Hostel Oasis, and One Million Trastes

Just after Libby left, I made my way north for the third time since October.  Up and into Nicaragua, to explore a new scene.  When I last spent time in Nicaragua, I was accompanying Kelci and her friend Simone on a visa run.  We spent three days in Granada, and I developed quite a crush on the city.  I noticed as we left our hostel that a small sign by one of the benches advertised a work exchange program  - one month´s commitment of a few hours of work each day in return for a free bed and breakfast.  Sounded good to me.  A few emails later, I was set to arrive in Granada just two days after Libby headed out.

Something most of you probably don´t know about my trip so far: it has been, to a bizarre extent, filled with washing dishes.  At the Chinchillas, it was the first thing I found that I could clearly see needed doing and that I knew exactly how to do.  Later, my fast and thorough dish skills developed into a way to get myself and Luz out the door and into the dirt as fast as possible.  When you cook three meals a day from scratch for a family of six + one, dishes pile up like eggs in a hen house, and there´s a pretty stark definition of who does dishes in the Chinchilla household (got a Y chromosome? Walk away.)   At the farm in Guanacaste, I was sharing volunteer space with a professional chef.  He cooked, clearly, and I cleaned and tried to learn as much as possible.
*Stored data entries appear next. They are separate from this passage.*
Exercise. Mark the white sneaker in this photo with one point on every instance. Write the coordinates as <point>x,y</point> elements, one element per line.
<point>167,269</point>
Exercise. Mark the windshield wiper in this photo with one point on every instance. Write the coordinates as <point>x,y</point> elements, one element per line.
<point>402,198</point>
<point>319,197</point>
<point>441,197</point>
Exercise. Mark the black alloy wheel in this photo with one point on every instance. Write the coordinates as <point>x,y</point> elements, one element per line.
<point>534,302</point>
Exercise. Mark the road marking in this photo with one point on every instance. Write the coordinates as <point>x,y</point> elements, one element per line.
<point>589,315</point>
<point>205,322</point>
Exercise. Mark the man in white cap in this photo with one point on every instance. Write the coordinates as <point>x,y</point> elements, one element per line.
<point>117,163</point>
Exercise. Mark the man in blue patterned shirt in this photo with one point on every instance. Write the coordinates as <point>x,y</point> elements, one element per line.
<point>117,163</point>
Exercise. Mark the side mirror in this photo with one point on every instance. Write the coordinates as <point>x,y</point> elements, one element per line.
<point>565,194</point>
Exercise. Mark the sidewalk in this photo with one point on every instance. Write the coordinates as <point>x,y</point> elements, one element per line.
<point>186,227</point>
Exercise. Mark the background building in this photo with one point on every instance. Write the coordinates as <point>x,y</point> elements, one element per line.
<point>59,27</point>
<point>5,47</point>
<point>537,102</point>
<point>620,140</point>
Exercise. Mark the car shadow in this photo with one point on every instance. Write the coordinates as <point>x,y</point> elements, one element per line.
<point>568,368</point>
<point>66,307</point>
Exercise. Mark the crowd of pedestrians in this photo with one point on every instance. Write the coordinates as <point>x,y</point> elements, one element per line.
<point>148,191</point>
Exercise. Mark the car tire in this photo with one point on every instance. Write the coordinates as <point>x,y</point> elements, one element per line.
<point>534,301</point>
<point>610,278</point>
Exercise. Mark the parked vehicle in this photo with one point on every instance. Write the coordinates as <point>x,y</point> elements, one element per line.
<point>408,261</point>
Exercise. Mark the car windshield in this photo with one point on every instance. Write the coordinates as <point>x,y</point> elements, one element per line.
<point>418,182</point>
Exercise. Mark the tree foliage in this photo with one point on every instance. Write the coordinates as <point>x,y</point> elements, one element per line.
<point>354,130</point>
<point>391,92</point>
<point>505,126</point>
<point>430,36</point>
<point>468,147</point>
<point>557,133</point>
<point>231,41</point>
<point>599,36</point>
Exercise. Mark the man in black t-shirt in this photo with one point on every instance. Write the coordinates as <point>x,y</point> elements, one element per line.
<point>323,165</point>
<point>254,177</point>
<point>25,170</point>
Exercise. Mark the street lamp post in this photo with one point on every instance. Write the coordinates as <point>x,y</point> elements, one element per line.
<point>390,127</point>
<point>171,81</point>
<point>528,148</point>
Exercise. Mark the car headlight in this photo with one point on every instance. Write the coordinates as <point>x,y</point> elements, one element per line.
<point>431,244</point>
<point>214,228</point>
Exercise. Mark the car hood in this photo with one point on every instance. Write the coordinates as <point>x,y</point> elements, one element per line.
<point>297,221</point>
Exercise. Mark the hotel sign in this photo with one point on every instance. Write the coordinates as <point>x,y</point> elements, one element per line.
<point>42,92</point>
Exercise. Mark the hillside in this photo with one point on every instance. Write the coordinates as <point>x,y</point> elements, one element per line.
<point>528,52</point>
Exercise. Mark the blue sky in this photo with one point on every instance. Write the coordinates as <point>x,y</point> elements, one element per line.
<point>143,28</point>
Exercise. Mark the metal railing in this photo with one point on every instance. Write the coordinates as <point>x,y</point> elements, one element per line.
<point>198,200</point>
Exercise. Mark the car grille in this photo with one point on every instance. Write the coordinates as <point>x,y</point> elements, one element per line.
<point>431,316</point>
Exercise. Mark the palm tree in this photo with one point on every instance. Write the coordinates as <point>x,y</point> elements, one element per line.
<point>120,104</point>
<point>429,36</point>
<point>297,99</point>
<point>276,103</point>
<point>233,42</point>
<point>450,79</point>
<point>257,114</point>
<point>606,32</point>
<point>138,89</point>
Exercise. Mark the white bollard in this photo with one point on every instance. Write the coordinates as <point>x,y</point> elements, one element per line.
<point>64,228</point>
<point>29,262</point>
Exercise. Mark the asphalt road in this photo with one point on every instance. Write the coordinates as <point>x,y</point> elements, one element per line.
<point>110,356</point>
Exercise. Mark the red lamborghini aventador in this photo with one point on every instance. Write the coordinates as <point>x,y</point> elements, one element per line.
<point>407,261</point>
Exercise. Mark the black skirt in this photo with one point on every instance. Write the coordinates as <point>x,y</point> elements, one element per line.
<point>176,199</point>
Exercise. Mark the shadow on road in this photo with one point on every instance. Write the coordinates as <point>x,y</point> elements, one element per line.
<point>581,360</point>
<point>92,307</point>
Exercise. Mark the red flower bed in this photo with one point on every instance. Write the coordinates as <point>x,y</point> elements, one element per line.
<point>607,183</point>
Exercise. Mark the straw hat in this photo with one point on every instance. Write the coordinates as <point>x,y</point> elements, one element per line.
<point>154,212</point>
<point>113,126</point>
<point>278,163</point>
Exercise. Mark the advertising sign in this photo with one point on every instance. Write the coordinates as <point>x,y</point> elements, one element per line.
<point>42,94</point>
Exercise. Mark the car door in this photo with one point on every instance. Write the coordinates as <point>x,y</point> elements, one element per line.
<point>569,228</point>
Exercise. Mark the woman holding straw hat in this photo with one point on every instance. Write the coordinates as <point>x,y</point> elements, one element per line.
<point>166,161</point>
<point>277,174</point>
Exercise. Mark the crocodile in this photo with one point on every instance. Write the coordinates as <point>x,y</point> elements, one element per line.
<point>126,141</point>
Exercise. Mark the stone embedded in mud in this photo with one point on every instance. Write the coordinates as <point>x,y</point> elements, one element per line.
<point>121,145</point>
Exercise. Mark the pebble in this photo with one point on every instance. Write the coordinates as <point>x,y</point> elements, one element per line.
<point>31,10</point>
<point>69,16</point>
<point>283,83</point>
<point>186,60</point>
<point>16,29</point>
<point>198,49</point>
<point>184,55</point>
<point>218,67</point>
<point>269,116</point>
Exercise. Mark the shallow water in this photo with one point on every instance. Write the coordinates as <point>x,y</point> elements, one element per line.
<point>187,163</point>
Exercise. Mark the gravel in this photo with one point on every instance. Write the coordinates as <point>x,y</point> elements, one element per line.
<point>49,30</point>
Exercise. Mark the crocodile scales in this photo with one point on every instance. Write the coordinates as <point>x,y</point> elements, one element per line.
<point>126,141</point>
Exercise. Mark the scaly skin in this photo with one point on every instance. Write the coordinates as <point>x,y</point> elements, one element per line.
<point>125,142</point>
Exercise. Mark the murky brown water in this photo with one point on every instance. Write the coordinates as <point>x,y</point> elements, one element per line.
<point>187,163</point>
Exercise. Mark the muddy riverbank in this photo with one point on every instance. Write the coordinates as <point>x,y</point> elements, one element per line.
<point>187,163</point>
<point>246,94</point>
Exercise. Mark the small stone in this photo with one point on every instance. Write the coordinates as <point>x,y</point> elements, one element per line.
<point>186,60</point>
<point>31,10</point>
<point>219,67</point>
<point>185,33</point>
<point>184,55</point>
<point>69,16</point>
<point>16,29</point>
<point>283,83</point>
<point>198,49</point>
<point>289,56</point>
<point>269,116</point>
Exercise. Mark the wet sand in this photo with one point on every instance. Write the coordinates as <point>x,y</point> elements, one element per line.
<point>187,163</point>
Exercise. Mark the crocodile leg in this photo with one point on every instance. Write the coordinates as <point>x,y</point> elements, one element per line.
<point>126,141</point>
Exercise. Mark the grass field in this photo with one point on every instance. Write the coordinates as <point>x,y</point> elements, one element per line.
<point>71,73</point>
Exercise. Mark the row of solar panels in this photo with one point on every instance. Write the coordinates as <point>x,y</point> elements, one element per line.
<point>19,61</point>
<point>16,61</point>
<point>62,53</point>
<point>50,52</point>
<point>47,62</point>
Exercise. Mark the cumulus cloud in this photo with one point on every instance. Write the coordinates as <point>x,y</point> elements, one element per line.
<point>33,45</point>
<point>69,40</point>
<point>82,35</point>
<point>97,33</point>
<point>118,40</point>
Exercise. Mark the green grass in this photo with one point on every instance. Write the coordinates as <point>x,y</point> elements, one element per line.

As it turns out, this theme has followed me all the way to Nicaragua.  My job at the hostel: breakfast!  I take and deliver orders, run them to the front to be added to the bill, and pick up after guests who don´t feel the need to bring their dishes to me. [attn guests: this is not the Ritz.] And? I wash dishes.  :)

Honestly, I can´t complain.  I work with some very sweet ladies who have patience with my particular brand of gringa-tica Spanish, who cook me special breakfasts, and who do nothing more that give each other seriously? looks when I remind them that I won´t be eating pork rinds for breakfast because I don´t eat meat.  A few hours in the morning, and the rest of the day is given over to whatever strikes my fancy.

1 comment:

Bill said...

"dishes pile up like eggs in a hen house"

pretty great that you can use this folksy comparison and it comes from experience. Sounds like something Sarah Palin would say, but she'd be full of it.